Porém 1945 não é só um compêndio histórico, é também uma história de amor quase ao estilo Romeu e Julieta, com impedimentos e um final trágico. Elen acaba por se apaixonar por um rapaz chamado Alex e embora não tenham famílias rivais, o modo de pensar dos dois é muito diferente, totalmente opostos. Enquanto a garota questiona o governo, Alex apoia o sistema e odeia os judeus, culpando-os pela morte de seu pai, tornando o relacionamento entre os dois uma incógnita, uma bomba relógio prestes a explodir para um lado ou outro.

É nítido que existe um amor forte entre os dois, e Ichiguchi nos mostra que mesmo dentro de um regime autoritário, pessoas com pensamentos completamente opostos ainda podem se amar, mas como levar adiante um relacionamento com alguém que defende o extermínio de pessoas? Como conciliar isso? O amor pode mudar as pessoas para melhor, entretanto, em um regime autoritário esse amor tem consequências e elas podem ser bem ruins para todos os envolvidos…

O mangá é tenso e precisa de tempo para ser digerido. Do mesmo modo que os personagens são imersos naquele clima sombrio, nós somos colocados a perceber a crueldade daqueles dias, de um modo ora sútil, ora devastador.

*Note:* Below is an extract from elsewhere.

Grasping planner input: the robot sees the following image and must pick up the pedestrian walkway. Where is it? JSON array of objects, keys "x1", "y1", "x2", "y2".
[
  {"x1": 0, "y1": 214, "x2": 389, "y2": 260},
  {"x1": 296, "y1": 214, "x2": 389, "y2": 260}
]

Não há cenas grotescas no mangá, mas a maneira como certas coisas são colocadas nos fazem ver como o clima era obscuro e qualquer um que vivesse naquele tempo na Alemanha teria tido sua vida alterada, com a ascensão do Nazismo.

Entretanto, o mais interessante é como havia defensores de Adolf Hitler. Se, de um lado, vemos homens do governo sem o menor caráter a matar pessoas como se não fosse nada, de outro vemos pessoas comuns que admiravam Hitler com a mais veemente força, ao ponto de não compreenderem o porquê de alguém ser contra ele já que Adolf tinha “tirado o país da pobreza”. De modo sutil, a obra nos mostra que a cabeça das pessoas pode ser completamente manipulada por líderes populistas, de modo que elas não percebam certas barbaridades ou as achem comuns, visto que o “bem maior” foi feito.

O pensamento autoritário impregnado na cabeça nas pessoas.

Decerto, 1945 não é a única e nem a primeira obra a fazer isso, mas ela contribui de modo muito importante para relembrar essa questão e nos mostrar que salvadores da pátria com discursos contra etnias não devem ser cultuados e, tampouco, se deve idolatrar líderes, sob pena de vermos um mundo em que pensar diferente dos outros é o mesmo que um crime…

Os protagonistas da história são heróis anônimos que questionaram o senso comum (“Hitler acabou com a pobreza, com a fome, por isso deve ser louvado sempre”) e que lutaram pela mudança de mentalidade das pessoas, mesmo sabendo que não poderiam vencer um inimigo tão poderoso e que limava as vidas de seus opositores.

O mangá não possui uma história feliz. É uma narrativa de reflexão para não se esquecer do quão cruel e violento pode ser um regime autoritário. Ele serve para que evitemos a perpetuação de líderes no poder e que olhemos com desconfiança para aqueles políticos tratados como pequenos mitos por uma certa parcela da população. Em outras palavras, é um mangá que serve de aviso para que evitemos que um clima de barbárie se repita no futuro….

  • Conclusão

O mangá 1945 é uma daquelas obras de leitura obrigatória que servem para nos ensinar ou nos lembrar uma situação das mais terríveis da história da humanidade e, como dito, nos alertar para que situações assim não se repitam. É um título que merecia ser lido por todos os fãs de quadrinhos, mesmo aqueles que têm preconceitos com mangás.

Atualmente o mangá se encontra esgotado, então só dando uma garimpada em sebos para conseguir a obra.

  • Ficha Técnica

Título: 1945
Autor: Keiko Ichiguchi
Tradutor: Tatiana Napoli
Editora: NewPOP
Dimensões: 13,5 x 20,5 cm
Miolo: Papel Offset
Acabamento: Capa cartonada com orelhas
Classificação indicativa: —
Número de volumes no Japão: 1 (completo)
Número de volumes lançados: 1 (completo)
Preço: R$ 14,00 

2 comentários

  1. Este aqui eu já tenho há algum tempo. Só ainda não li, mas dada a premissa, também acho válido que qualquer fã (pelo menos) de mangá, leia esta obra.
    Apesar de bem desconhecido por aqui, à época, o Junior acertou uma boa tacada com 1945. Não somente pelo título em si, mas pelo conjunto final da obra lançada pela NewPOP.